Deceptive Planning Exploiting Inattention Blindness
Mustafa O. Karabag, Jesse Milzman, Ufuk Topcu
TL;DR
This work studies deception in rational inattention within two-player zero-sum stochastic games where one player faces perception constraints modeled as online sensor selection. It introduces a value-weighted entropy objective that prioritizes sensors by the potential value impact, and shows that a greedy sensor-selection algorithm, paired with a Q_MDP-based action rule, yields a bound on value loss relative to perfect information when the opponent adheres to an assumed policy.
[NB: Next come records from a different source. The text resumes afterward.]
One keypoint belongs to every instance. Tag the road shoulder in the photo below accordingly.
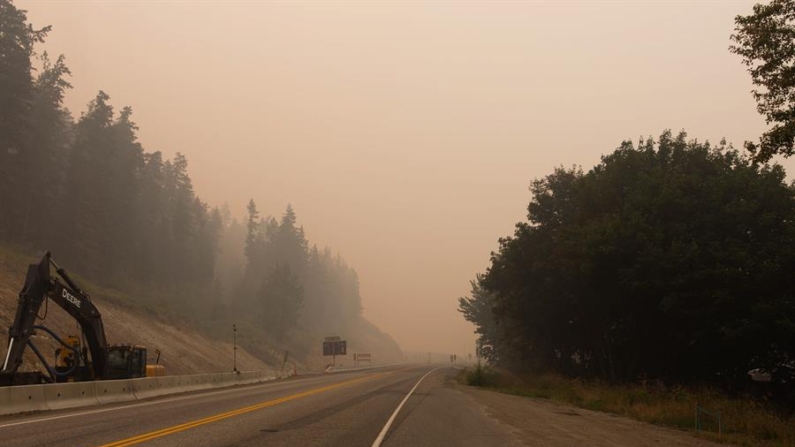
(539, 422)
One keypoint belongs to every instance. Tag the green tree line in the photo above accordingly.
(86, 189)
(670, 259)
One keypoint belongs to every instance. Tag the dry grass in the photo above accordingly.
(744, 421)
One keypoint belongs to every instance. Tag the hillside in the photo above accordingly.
(185, 348)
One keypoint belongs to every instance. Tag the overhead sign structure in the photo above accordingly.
(334, 346)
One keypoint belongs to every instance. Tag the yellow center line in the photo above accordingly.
(188, 425)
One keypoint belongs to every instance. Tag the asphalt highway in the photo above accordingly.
(348, 409)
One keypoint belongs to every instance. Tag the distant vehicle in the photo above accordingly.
(91, 360)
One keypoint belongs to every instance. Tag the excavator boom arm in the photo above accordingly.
(39, 285)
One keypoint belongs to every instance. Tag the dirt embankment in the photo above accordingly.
(184, 350)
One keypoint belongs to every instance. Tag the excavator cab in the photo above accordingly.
(126, 362)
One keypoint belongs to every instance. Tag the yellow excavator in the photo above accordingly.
(93, 359)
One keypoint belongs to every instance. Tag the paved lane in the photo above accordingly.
(331, 410)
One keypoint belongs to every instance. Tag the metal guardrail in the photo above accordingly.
(57, 396)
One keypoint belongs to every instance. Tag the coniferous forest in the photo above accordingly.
(85, 188)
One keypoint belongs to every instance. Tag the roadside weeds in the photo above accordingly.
(744, 421)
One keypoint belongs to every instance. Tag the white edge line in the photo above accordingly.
(382, 435)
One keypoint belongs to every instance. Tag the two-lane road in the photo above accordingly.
(348, 410)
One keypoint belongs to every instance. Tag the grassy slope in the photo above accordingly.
(744, 421)
(184, 349)
(187, 346)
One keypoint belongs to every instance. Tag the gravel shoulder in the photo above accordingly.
(541, 423)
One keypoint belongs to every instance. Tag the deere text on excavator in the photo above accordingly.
(95, 360)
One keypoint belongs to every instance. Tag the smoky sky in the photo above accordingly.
(404, 134)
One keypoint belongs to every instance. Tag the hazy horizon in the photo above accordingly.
(404, 135)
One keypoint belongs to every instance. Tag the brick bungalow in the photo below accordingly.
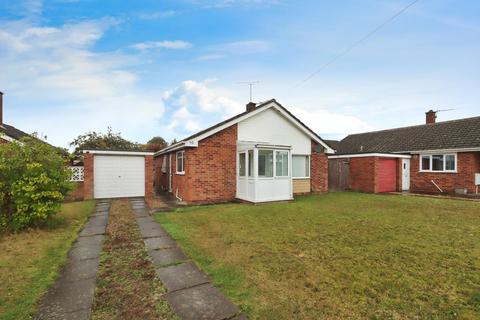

The paper then demonstrates that an adversary can exploit inattention blindness by adopting a myopic deviation that improves its payoff beyond the security value, and provides numerical experiments in grid defense and random games to illustrate the mechanism. These results highlight how persistent misalignment between beliefs and reality can be leveraged through perception decisions, with implications for designing robust perception and deception-aware strategies in stochastic games.
Abstract
We study decision-making with rational inattention in settings where agents have perception constraints. In such settings, inaccurate prior beliefs or models of others may lead to inattention blindness, where an agent is unaware of its incorrect beliefs. We model this phenomenon in two-player zero-sum stochastic games, where Player 1 has perception constraints and Player 2 deceptively deviates from its security policy presumed by Player 1 to gain an advantage. We formulate the perception constraints as an online sensor selection problem, develop a value-weighted objective function for sensor selection capturing rational inattention, and propose the greedy algorithm for selection under this monotone objective function. When Player 2 does not deviate from the presumed policy, this objective function provides an upper bound on the expected value loss compared to the security value where Player 1 has perfect information of the state. We then propose a myopic decision-making algorithm for Player 2 to exploit Player 1's beliefs by deviating from the presumed policy and, thereby, improve upon the security value. Numerical examples illustrate how Player 1 persistently chooses sensors that are consistent with its priors, allowing Player 2 to systematically exploit its inattention.